Innovation in Home Care for the BoP

Client

  • Unilever

Sector

  • FMCG

Services

  • Ethnography
  • Product & Service Solutions

Between 2011 and 2012, Unilever partnered with Quicksand to address a pressing product inquiry: how low-income households across geographies in India, Nigeria, China, Indonesia, and South Africa manage home hygiene. Using design research and co-creation approaches, the team sought to understand the everyday needs of consumers, specifically during home cleaning processes like surface cleaning, dish washing, and toilet cleaning. With these on-ground learnings, the team was able to bring socio-cultural contexts into concept and product development. The approach was grounded in the belief that it is not enough to simply produce cheaper everyday products, but to understand how cultural contexts shape everyday needs and practices.

The four distinct projects were underpinned by foundational research aimed at building a deep understanding of consumers using ground-up research that explored everyday routines, time-saving behaviours, and perceptions of values such as cleanliness and frugality. We worked in partnership with Quantum, a quantitative research agency in India and CIA, a South Africa based market research firm.

Context

Unilever’s Household Care vertical identified product innovation opportunities by shifting focus to an often-overlooked segment: non-users at the base of the pyramid. A central focus of the study was to foster change in rural consumers’ increased reliance on proxy dishwashing items such as ash, laundry powder, or lemon, rather than a specialised cleaning product. To inform this, the team mapped daily household cleaning routines across diverse contexts, uncovering patterns and behaviours that revealed opportunities for more relevant and meaningful product innovation.

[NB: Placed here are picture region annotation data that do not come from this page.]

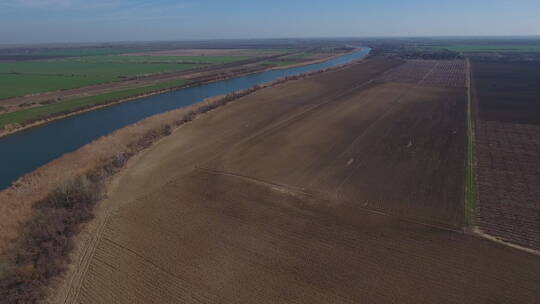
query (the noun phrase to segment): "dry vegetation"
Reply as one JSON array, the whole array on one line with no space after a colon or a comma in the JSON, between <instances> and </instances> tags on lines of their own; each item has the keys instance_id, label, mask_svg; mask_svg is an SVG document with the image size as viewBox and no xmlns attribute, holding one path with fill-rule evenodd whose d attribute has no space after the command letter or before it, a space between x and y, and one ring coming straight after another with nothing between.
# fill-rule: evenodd
<instances>
[{"instance_id":1,"label":"dry vegetation","mask_svg":"<svg viewBox=\"0 0 540 304\"><path fill-rule=\"evenodd\" d=\"M534 303L537 256L461 232L465 88L371 81L399 63L261 90L164 138L100 204L57 302Z\"/></svg>"},{"instance_id":2,"label":"dry vegetation","mask_svg":"<svg viewBox=\"0 0 540 304\"><path fill-rule=\"evenodd\" d=\"M34 303L45 296L46 287L66 270L73 236L93 218L104 184L133 155L199 114L261 88L322 72L283 78L153 116L67 154L0 192L0 302Z\"/></svg>"}]
</instances>

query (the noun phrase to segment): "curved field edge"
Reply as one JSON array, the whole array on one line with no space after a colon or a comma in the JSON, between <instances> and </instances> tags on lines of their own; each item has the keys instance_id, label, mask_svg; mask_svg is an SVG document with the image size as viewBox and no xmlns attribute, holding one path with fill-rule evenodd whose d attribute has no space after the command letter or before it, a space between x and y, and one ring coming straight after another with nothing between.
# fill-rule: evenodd
<instances>
[{"instance_id":1,"label":"curved field edge","mask_svg":"<svg viewBox=\"0 0 540 304\"><path fill-rule=\"evenodd\" d=\"M105 185L131 157L200 114L262 88L343 66L282 78L152 116L64 155L0 192L0 298L27 303L47 295L48 287L66 271L74 236L93 218Z\"/></svg>"}]
</instances>

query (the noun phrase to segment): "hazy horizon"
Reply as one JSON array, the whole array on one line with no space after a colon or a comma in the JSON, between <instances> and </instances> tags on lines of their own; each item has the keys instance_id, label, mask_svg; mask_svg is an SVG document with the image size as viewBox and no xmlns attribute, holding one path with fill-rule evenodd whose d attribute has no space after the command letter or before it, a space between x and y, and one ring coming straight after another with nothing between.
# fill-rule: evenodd
<instances>
[{"instance_id":1,"label":"hazy horizon","mask_svg":"<svg viewBox=\"0 0 540 304\"><path fill-rule=\"evenodd\" d=\"M5 0L0 44L538 36L538 1Z\"/></svg>"}]
</instances>

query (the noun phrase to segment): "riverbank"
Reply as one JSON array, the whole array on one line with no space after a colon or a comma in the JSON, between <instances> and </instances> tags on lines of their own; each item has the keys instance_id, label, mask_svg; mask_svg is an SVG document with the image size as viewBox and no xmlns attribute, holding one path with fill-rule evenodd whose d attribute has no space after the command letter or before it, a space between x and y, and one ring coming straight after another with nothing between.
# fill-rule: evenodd
<instances>
[{"instance_id":1,"label":"riverbank","mask_svg":"<svg viewBox=\"0 0 540 304\"><path fill-rule=\"evenodd\" d=\"M0 192L0 264L4 265L0 290L6 293L3 296L31 301L45 295L45 286L65 270L72 238L80 231L80 225L93 217L93 206L103 198L104 185L131 157L199 115L240 97L343 67L276 80L152 116L25 175Z\"/></svg>"},{"instance_id":2,"label":"riverbank","mask_svg":"<svg viewBox=\"0 0 540 304\"><path fill-rule=\"evenodd\" d=\"M335 59L335 58L338 58L338 57L341 57L343 55L346 55L346 54L349 54L349 53L352 53L352 52L355 52L355 51L359 51L359 50L361 50L361 49L354 49L354 50L352 50L351 52L348 52L348 53L340 53L340 54L336 54L334 56L330 56L328 58L321 58L321 59L317 59L317 60L306 61L306 62L302 62L302 63L299 63L299 64L282 66L282 67L268 67L268 68L263 68L263 69L254 69L254 70L250 70L248 68L247 70L242 70L241 72L234 72L233 71L231 73L225 73L225 74L224 73L216 73L215 75L207 75L207 76L202 76L202 77L195 78L194 81L186 80L187 83L183 84L183 85L180 85L180 86L173 86L173 87L170 87L170 88L158 89L158 90L151 91L151 92L145 92L145 93L142 93L142 94L135 94L133 96L129 96L129 97L126 97L126 98L111 99L111 100L99 102L99 103L96 103L96 104L91 104L91 105L87 105L87 106L78 107L78 108L75 108L73 110L55 112L55 113L46 115L46 116L41 117L41 118L36 118L36 119L28 120L28 121L21 121L21 122L17 122L17 123L13 123L13 124L8 124L8 125L5 125L5 126L0 126L0 138L4 137L4 136L13 135L13 134L15 134L17 132L21 132L21 131L24 131L24 130L27 130L27 129L30 129L30 128L39 127L39 126L45 125L45 124L53 122L53 121L65 119L65 118L68 118L68 117L72 117L72 116L79 115L79 114L86 113L86 112L90 112L90 111L99 110L99 109L102 109L102 108L105 108L105 107L118 105L118 104L124 103L124 102L134 101L134 100L138 100L138 99L145 98L145 97L150 97L150 96L164 94L164 93L168 93L168 92L172 92L172 91L187 89L187 88L194 87L194 86L210 84L210 83L223 81L223 80L227 80L227 79L232 79L232 78L236 78L236 77L248 76L248 75L251 75L251 74L261 73L261 72L265 72L265 71L290 69L290 68L295 68L295 67L302 67L302 66L322 63L322 62L326 62L326 61L329 61L329 60L332 60L332 59ZM157 85L159 85L159 83ZM144 87L141 87L141 88L144 88ZM113 92L116 92L116 91L113 91ZM65 103L69 103L69 102L71 102L71 101L66 101ZM33 109L33 108L30 108L30 109ZM22 111L24 111L24 110L22 110ZM2 115L7 115L7 114L10 114L10 113L16 113L16 112L0 113L0 120L2 118Z\"/></svg>"}]
</instances>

Based on Unilever’s internal research, it was found that their existing range of home hygiene products were not addressing the specific needs of low-income households in these geographies, particularly because of different cooking practices and utensils, the nature of dirt and grime, and the textures and materials of household surfaces. These four projects were anchored around three core principles:

  • Identify unvoiced and unsolved problems faced by homemakers in daily cleaning and dishwashing.
  • Devise product and packaging solutions that solve these challenges while enhancing women’s self-esteem and aspirations and ease up their daily routines.
  • Develop sustainable business models to ensure last-mile access and adoption.

To address these challenges, Quicksand developed a methodology centered on understanding consumers within their own environments.

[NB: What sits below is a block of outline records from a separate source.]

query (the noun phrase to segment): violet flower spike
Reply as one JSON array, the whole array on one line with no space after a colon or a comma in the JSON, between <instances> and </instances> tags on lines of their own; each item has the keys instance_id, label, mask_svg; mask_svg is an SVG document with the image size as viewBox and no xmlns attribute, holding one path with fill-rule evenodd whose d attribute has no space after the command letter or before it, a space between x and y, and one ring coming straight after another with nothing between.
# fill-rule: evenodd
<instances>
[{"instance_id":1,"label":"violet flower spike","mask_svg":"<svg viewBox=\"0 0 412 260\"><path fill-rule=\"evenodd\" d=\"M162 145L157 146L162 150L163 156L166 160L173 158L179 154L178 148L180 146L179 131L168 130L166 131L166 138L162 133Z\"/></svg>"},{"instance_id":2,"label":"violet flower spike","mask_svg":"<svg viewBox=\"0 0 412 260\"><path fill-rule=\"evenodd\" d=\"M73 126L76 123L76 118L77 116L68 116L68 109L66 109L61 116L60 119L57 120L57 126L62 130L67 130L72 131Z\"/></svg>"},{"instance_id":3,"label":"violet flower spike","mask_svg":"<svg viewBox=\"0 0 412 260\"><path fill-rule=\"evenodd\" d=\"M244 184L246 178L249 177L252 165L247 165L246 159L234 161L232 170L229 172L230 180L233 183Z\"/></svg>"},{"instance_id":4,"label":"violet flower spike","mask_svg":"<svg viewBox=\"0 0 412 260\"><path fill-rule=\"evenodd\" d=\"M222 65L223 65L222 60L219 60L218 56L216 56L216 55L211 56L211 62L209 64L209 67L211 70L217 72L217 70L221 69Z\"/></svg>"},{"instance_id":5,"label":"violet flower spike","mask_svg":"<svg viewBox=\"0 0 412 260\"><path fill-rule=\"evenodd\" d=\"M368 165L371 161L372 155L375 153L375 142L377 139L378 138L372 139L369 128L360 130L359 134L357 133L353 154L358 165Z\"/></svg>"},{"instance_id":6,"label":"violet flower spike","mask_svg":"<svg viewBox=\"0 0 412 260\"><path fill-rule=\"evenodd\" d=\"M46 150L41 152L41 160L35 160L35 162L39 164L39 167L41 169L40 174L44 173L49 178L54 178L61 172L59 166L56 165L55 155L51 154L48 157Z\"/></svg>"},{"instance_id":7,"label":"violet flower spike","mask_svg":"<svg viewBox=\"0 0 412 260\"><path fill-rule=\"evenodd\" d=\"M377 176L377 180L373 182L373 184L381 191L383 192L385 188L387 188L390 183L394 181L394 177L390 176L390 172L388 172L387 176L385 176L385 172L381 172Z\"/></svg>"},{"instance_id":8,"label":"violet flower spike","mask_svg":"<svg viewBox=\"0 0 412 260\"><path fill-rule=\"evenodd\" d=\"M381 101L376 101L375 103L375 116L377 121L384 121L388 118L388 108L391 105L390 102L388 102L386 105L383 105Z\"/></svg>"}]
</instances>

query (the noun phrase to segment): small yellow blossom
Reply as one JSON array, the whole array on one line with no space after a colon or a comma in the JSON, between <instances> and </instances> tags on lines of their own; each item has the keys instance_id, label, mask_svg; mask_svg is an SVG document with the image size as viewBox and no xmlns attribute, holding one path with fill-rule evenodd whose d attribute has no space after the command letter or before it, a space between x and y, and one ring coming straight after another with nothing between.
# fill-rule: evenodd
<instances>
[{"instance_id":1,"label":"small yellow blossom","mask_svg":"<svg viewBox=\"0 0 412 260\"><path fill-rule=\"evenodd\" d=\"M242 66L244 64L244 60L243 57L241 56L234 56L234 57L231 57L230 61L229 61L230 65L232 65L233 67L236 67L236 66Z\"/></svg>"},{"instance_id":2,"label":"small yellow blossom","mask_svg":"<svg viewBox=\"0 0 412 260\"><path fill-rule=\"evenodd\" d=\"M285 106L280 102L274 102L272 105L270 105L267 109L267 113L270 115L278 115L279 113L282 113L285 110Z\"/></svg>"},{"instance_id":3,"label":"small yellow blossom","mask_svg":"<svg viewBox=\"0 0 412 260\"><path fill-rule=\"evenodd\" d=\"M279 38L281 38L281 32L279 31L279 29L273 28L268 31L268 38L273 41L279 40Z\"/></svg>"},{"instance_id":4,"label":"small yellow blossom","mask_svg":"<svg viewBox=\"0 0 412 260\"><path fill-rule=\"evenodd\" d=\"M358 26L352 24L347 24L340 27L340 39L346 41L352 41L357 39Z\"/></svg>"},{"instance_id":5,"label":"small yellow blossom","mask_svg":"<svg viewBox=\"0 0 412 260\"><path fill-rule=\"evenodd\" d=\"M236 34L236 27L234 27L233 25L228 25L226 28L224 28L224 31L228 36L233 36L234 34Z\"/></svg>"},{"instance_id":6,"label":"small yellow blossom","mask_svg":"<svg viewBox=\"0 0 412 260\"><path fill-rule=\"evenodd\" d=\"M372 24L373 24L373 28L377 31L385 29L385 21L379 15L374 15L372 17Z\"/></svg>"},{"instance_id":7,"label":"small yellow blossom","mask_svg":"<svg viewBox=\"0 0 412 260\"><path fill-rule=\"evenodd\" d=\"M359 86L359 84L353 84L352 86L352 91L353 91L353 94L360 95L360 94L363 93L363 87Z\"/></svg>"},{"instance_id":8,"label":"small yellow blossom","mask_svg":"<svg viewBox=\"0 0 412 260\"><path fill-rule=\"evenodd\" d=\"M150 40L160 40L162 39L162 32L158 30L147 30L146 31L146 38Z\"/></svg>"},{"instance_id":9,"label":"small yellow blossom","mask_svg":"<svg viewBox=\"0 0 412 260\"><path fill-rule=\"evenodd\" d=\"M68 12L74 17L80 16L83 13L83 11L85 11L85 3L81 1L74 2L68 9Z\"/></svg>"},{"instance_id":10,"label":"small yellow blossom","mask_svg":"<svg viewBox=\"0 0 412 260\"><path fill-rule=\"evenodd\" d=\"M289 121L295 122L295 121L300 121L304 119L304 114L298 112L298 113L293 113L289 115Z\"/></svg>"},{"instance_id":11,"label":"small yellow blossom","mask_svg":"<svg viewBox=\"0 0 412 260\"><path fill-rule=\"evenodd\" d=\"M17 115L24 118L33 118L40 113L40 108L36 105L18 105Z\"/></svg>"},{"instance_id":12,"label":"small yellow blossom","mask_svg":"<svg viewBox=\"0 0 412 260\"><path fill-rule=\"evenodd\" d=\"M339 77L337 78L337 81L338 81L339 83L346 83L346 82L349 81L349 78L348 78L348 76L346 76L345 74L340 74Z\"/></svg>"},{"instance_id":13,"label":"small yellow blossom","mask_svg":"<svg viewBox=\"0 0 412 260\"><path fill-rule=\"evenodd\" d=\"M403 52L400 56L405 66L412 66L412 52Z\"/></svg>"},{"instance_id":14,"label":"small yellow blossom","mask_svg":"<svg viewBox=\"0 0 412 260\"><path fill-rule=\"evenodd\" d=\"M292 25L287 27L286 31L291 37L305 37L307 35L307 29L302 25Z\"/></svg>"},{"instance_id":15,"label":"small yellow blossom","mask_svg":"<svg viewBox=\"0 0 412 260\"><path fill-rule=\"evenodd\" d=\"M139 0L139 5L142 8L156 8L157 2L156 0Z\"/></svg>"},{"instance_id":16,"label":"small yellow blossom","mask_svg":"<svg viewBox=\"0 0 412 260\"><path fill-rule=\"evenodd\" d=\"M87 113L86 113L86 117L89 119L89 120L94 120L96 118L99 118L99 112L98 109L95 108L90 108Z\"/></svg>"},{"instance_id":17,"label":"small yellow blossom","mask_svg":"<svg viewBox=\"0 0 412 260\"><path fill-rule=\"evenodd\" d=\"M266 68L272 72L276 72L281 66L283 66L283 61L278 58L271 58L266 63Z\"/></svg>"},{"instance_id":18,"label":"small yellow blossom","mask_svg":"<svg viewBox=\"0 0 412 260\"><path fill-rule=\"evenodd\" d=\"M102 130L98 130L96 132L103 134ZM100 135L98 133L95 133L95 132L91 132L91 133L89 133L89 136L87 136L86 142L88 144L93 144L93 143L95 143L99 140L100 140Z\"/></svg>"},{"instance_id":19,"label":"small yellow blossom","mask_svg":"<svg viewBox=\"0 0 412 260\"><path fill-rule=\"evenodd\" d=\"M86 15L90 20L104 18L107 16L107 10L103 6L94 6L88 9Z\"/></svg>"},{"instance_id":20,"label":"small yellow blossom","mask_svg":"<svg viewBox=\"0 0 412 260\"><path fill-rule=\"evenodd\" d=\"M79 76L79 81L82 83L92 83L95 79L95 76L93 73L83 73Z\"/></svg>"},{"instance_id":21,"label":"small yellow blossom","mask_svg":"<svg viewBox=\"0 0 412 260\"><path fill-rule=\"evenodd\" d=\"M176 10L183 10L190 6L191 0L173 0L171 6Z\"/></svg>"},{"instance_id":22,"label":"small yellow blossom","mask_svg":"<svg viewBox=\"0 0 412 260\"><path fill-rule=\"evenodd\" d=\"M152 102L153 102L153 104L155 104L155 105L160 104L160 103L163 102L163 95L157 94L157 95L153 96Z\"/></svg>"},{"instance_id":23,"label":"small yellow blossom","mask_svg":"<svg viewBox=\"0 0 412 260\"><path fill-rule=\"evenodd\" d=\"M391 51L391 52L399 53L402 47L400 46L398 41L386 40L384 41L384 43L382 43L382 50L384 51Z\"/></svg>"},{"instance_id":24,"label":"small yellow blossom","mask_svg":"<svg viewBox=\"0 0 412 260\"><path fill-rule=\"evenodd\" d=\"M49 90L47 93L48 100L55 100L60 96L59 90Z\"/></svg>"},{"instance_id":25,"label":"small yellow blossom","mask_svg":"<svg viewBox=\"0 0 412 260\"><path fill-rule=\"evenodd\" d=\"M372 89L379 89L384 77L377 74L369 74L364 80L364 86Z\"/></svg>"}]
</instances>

Home as a Space of Inquiry

The team looked at participants' homes as research sites, studying non-users' daily cleaning routines rather than mapping existing user journeys. This shift revealed how physical spaces and cultural contexts shaped cleaning behaviors differently across geographic and socio-economic segments.

Tactile materials were used as conversational probes to encourage participants to explain what cleanliness meant to them within their own living environments. This home-centered approach uncovered insights rooted in spatial arrangements and cultural habits, rather than specific product specifications.

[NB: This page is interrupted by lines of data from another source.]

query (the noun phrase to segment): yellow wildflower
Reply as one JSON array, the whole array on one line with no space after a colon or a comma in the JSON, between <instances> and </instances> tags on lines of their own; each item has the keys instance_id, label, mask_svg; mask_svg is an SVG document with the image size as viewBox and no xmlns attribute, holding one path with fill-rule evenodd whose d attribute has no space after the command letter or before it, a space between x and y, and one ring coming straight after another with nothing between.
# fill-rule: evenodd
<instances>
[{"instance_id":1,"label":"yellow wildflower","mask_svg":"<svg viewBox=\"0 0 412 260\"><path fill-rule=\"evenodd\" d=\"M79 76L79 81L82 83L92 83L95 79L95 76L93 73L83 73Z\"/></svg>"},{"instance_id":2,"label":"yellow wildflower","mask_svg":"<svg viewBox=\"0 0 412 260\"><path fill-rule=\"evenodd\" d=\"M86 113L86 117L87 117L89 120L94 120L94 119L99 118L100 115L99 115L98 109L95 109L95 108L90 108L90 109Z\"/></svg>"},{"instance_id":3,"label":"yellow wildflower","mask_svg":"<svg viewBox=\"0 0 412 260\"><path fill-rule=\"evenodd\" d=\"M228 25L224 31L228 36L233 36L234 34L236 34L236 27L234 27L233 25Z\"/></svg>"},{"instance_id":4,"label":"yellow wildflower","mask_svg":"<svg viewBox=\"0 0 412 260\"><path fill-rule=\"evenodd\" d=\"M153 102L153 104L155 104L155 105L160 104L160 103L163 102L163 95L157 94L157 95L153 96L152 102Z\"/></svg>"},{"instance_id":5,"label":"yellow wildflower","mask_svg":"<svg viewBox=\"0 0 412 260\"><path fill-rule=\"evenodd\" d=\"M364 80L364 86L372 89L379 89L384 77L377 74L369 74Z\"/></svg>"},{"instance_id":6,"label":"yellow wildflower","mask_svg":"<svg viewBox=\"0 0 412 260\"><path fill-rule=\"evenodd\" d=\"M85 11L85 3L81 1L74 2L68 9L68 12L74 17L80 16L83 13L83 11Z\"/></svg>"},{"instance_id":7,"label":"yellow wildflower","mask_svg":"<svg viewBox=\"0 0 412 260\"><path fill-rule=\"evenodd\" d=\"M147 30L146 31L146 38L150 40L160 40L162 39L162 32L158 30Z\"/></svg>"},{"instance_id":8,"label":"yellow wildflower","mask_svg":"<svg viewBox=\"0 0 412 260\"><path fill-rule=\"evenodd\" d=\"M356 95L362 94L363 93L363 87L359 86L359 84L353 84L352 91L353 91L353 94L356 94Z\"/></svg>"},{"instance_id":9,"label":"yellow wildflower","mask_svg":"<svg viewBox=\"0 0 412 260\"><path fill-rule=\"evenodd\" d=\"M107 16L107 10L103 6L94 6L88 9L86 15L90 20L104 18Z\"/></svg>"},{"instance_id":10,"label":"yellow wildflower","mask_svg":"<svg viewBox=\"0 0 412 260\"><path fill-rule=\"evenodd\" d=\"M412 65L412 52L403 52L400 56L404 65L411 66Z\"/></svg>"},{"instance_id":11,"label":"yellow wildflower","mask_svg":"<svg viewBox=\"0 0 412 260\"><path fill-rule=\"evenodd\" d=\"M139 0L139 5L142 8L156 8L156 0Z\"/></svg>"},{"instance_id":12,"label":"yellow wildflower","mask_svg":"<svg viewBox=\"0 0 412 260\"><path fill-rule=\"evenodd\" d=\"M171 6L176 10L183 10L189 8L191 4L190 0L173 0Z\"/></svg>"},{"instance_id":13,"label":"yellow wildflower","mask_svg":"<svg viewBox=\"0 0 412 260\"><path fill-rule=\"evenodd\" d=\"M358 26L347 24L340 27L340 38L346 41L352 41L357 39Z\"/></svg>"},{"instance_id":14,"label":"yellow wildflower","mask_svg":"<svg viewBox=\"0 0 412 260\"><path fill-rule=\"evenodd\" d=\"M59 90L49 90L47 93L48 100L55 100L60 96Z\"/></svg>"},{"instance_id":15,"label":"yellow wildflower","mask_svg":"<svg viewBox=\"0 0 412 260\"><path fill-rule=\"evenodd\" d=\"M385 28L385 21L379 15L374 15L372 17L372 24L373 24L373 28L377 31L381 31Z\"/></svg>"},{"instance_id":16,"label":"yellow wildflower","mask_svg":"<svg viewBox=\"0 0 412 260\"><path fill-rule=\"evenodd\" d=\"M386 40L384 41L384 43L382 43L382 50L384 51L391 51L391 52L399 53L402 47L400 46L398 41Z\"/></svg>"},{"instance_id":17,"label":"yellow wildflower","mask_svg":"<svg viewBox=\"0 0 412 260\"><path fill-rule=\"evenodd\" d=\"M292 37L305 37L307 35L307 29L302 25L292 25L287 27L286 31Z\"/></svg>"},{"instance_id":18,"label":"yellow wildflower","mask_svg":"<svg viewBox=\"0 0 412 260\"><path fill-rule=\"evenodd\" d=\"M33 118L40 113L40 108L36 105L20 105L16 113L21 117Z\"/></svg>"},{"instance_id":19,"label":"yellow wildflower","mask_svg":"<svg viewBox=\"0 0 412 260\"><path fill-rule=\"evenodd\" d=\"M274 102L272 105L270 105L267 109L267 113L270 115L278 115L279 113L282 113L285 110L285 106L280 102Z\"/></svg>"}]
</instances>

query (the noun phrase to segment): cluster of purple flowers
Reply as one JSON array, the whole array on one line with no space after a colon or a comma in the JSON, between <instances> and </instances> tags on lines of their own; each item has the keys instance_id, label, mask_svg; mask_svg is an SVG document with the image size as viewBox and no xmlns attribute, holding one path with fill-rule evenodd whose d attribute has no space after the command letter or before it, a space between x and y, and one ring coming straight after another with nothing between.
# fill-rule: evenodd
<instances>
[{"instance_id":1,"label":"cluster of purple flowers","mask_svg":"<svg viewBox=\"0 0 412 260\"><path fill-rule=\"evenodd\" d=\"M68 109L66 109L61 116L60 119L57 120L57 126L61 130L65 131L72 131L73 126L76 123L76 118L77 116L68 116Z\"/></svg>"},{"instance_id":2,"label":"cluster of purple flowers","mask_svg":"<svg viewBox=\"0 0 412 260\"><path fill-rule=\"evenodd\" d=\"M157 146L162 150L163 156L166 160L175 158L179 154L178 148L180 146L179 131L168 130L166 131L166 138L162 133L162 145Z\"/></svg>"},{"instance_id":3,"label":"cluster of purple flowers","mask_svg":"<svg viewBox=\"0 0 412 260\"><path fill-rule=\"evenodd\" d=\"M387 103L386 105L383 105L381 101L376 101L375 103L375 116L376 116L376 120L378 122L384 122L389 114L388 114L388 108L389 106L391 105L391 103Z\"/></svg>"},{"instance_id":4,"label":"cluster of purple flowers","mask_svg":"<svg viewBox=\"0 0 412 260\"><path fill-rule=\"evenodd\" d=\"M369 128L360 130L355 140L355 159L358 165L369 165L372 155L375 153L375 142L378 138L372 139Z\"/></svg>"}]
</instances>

Co-Creation Workshops and Research Artefacts

Building on these consumer ethnographies, the team facilitated co-creation workshops to translate user insights into testable product concepts. These workshops brought together product designers, packaging specialists, and local ethnographers after each research phase to ideate new directions for product development. This included experts in rural product development who understood both user constraints and building at scale. Using the Double Diamond design thinking process, domain experts systematically explored new possibilities while anchoring them in real household practices.

Workshop Toolkit

The research findings were transformed into a range of artefacts. Product prototypes built with powders and liquids were placed in people’s homes to capture contextual feedback. Documentation outputs included user journey maps, visual stories, and films capturing household cleaning practices. One notable example was a photobook documenting smells of Bangalore, which informed the development of toilet-cleaning products. These artifacts served dual purposes of helping Unilever teams visualize consumer realities as well as providing shared reference points for cross-disciplinary collaboration between research and product development.

These projects showed how geographical and cultural nuances can be integral in product development for underserved communities. Quicksand's prior experience in development projects (such as community sanitation initiatives) deepened understanding around base-of-the-pyramid households, thus bringing a unique perspective to commercial product development briefs. By situating home hygiene within cultural contexts and daily practices, this partnership established a framework to develop products that resonated with users' actual needs. Ultimately, such collaborations show how ethnographic insights can inform commercial innovation by creating products grounded in everyday realities.